[英]Problems to read german csv file in python
I am having a german csv file, which I want to read with pd.read_csv
.我有一个德国 csv 文件,我想用
pd.read_csv
读取pd.read_csv
。
Data:数据:
The original file looks like this:原始文件如下所示:
So it has two Columns (A,B) and the seperator should be ';'
所以它有两列(A,B),分隔符应该是
';'
, ,
Problem: When I ran the command:问题:当我运行命令时:
dataset = pd.read_csv('C:/Users/.../GermanNews/articles.csv',
encoding='utf-8', header=None, sep=';')
I get the error: ParserError: Error tokenizing data. C error: Expected 2 fields in line 3, saw 3
我收到错误:
ParserError: Error tokenizing data. C error: Expected 2 fields in line 3, saw 3
ParserError: Error tokenizing data. C error: Expected 2 fields in line 3, saw 3
Half-Solution: I understand this could have several reasons, but when I ran the command:半解决方案:我知道这可能有几个原因,但是当我运行命令时:
dataset = pd.read_csv('C:/Users/.../GermanNews/articles.csv',
encoding='utf-8', header=None, sep='delimiter')
I get the following dataset back:我得到以下数据集:
0
0 Etat;Die ARD-Tochter Degeto hat sich verpflich...
1 Etat;App sei nicht so angenommen worden wie ge...
2 Etat;'Zum Welttag der Suizidprävention ist es ...
3 Etat;Mitarbeiter überreichten Eigentümervertre...
4 Etat;Service: Jobwechsel in der Kommunikations...
so I only get one column instead of the two desired columns,所以我只得到一列而不是两列所需的列,
Target: any idea how to load the dataset correctly that I have:目标:知道如何正确加载我拥有的数据集:
0 1
0 Etat Die ARD-Tochter Degeto hat sich verpflich...
1 Etat App sei nicht so angenommen worden wie ge...
Hints/Tries:提示/尝试:
When I run the search function over my data in excel, I am also not finding any ;
当我在 excel 中对我的数据运行搜索功能时,我也没有找到任何
;
in it.在里面。
It seems like that some lines have more then two columns (as you can see for example in line 3 and 13 of my example似乎有些行有两列以上(例如,您可以在我的示例的第 3 行和第 13 行中看到
Skim through your texts carefully.仔细浏览你的文章。 If you find no leads, follow the below solution.
如果您没有发现任何线索,请按照以下解决方案进行操作。
I just read the whole thing as such and split the string into two desired columns by splitting on the first occurrence of a delimiter.我只是这样阅读整个事情,并通过在第一次出现分隔符时将字符串拆分为两个所需的列。
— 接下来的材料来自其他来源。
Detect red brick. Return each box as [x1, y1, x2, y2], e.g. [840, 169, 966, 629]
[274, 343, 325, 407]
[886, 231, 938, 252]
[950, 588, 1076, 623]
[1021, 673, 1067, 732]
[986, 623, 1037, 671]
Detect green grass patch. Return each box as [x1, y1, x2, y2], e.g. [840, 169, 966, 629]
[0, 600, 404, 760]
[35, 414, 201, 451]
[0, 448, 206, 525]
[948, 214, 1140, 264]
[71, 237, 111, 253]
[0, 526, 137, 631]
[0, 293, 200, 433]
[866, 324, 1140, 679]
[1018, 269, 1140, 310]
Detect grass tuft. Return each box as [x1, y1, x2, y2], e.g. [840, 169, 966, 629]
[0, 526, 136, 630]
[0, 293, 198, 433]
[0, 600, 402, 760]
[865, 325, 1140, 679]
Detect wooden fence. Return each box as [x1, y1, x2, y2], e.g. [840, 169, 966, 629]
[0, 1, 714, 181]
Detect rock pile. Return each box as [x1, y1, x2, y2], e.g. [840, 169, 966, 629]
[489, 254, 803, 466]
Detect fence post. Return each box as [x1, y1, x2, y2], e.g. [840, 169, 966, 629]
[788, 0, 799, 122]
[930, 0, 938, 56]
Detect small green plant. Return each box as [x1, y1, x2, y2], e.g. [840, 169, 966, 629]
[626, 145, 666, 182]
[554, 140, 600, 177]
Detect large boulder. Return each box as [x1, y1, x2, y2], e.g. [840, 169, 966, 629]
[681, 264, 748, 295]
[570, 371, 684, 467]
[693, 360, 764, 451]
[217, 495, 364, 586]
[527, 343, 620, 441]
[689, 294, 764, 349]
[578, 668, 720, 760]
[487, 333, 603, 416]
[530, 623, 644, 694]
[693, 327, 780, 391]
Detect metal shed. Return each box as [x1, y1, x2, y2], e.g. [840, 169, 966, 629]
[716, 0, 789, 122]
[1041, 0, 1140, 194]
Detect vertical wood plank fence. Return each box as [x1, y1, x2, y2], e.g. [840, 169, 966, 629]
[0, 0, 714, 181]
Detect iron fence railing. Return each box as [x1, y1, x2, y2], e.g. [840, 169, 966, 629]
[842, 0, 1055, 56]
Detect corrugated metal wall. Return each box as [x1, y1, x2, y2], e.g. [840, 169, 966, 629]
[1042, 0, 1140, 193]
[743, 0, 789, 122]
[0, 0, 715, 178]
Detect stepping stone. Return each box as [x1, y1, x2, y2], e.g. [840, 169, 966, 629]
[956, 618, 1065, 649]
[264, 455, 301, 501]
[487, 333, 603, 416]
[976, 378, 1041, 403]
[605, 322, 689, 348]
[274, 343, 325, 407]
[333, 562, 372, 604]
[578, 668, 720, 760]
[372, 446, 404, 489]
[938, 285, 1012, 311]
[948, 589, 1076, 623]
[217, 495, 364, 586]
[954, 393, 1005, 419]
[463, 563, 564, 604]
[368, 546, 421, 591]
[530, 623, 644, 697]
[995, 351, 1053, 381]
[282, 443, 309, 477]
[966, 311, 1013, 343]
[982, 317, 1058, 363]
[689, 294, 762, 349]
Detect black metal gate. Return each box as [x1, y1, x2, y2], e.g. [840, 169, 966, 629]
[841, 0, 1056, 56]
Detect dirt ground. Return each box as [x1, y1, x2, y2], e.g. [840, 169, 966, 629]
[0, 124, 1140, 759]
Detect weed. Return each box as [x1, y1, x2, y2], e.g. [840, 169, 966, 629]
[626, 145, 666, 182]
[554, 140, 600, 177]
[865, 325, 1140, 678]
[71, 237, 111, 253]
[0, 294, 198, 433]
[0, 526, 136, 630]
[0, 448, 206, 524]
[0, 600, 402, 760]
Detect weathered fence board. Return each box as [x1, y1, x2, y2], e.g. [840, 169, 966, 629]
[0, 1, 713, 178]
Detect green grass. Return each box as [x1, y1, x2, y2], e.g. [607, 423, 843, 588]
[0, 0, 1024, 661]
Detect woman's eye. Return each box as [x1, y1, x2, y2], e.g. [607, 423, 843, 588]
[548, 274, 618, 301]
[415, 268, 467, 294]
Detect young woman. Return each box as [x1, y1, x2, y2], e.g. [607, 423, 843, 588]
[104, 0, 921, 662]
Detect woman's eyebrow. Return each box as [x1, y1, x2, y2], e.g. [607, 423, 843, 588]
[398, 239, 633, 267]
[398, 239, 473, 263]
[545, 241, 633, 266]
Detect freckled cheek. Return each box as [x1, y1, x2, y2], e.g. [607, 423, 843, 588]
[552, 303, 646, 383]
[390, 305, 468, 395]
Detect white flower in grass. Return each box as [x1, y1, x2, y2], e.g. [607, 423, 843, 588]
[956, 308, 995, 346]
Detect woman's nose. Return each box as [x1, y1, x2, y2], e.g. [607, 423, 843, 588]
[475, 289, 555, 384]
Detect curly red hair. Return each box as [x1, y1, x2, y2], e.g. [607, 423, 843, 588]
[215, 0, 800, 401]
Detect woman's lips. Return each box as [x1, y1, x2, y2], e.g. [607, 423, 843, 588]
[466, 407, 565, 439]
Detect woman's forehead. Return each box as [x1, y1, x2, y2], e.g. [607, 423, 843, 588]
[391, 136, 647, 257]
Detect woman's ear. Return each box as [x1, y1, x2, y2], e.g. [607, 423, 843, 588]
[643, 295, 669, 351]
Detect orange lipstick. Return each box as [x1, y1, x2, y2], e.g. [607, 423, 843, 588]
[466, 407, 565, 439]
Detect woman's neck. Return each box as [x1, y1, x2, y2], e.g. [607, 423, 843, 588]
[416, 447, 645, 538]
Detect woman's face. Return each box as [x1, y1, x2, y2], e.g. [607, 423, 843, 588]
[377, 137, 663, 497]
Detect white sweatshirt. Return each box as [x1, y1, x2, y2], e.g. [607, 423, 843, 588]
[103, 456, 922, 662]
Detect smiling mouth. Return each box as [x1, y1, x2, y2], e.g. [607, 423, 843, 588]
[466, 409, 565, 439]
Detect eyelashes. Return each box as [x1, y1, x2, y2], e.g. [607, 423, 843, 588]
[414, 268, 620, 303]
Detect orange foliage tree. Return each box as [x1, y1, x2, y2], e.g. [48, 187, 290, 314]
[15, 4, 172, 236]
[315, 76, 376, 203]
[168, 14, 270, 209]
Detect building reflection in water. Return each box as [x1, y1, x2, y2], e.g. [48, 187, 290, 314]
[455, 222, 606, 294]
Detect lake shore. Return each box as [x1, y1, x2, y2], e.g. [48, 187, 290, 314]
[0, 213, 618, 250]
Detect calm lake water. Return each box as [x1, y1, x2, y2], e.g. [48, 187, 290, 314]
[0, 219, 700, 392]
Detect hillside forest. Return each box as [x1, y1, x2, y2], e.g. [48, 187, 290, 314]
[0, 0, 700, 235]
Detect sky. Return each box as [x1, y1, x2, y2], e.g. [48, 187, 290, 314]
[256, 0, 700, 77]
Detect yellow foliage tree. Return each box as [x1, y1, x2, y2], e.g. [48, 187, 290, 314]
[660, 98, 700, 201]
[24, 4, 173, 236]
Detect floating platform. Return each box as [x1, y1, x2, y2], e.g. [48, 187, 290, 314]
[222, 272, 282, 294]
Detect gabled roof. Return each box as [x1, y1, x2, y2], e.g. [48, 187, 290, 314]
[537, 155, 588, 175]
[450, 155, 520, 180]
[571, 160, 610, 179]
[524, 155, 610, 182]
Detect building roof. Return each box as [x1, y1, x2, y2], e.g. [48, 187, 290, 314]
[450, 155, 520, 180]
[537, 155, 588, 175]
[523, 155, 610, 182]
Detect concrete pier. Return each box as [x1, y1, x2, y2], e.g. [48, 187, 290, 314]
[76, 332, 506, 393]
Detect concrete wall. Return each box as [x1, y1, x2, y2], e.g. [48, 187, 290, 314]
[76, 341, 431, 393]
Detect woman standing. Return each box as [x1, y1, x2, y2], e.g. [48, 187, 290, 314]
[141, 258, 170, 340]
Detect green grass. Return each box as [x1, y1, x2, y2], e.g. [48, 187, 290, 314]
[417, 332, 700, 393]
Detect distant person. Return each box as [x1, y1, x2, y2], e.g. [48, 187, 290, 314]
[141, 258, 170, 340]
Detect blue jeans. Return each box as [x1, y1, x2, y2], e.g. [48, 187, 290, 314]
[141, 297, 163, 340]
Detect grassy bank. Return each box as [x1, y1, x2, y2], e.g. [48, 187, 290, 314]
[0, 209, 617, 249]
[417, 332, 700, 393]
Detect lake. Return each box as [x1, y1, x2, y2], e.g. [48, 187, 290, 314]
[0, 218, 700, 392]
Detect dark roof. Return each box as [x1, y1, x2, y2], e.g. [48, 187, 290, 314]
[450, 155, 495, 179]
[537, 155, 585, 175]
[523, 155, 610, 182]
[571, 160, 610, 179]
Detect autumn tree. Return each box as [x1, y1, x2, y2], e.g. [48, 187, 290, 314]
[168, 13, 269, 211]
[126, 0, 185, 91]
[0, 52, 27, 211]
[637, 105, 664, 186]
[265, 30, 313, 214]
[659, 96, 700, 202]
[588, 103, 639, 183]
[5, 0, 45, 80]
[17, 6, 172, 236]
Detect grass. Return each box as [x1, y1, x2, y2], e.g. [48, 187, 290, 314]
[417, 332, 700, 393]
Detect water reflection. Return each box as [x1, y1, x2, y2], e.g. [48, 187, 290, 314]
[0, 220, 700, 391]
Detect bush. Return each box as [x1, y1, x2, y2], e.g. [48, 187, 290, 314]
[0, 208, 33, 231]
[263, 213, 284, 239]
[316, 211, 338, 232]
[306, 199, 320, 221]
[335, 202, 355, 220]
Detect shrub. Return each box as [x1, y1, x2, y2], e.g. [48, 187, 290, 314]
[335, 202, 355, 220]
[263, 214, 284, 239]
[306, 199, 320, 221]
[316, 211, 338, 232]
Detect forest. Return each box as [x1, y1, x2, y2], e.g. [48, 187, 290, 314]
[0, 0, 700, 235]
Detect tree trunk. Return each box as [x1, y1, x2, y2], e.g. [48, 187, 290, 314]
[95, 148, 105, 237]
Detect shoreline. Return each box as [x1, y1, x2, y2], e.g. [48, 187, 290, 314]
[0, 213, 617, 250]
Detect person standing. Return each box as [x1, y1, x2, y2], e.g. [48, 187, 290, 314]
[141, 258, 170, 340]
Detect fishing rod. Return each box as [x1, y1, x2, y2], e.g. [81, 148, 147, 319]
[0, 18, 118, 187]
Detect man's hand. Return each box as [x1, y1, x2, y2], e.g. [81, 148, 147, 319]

df['col1'] = df[0].str.split(';', 1).str[0] df['col2'] = df[0].str.split(';', 1).str[1]
Output:输出:
0 col1 col2 0 Etat;Die ARD-Tochter.. Etat Die ARD-Tochter 1 Etat;App sei nicht... Etat App sei nicht 2 Etat;Mitarbeiter überreich.. Etat Mitarbeiter überreich
I just trimmed the texts to demonstrate the example.我只是修剪了文本以演示示例。
One possible solution is create one column DataFrame
with separator not in data like delimiter
and then use Series.str.split
with n
parameter and expand=True
for new DataFrame
:一种可能的解决方案是创建一列
DataFrame
,分隔符不在数据中,如delimiter
,然后使用Series.str.split
与n
参数和expand=True
新的DataFrame
:
dataset = pd.read_csv('C:/Users/.../GermanNews/articles.csv',
encoding='utf-8', header=None, sep='delimiter')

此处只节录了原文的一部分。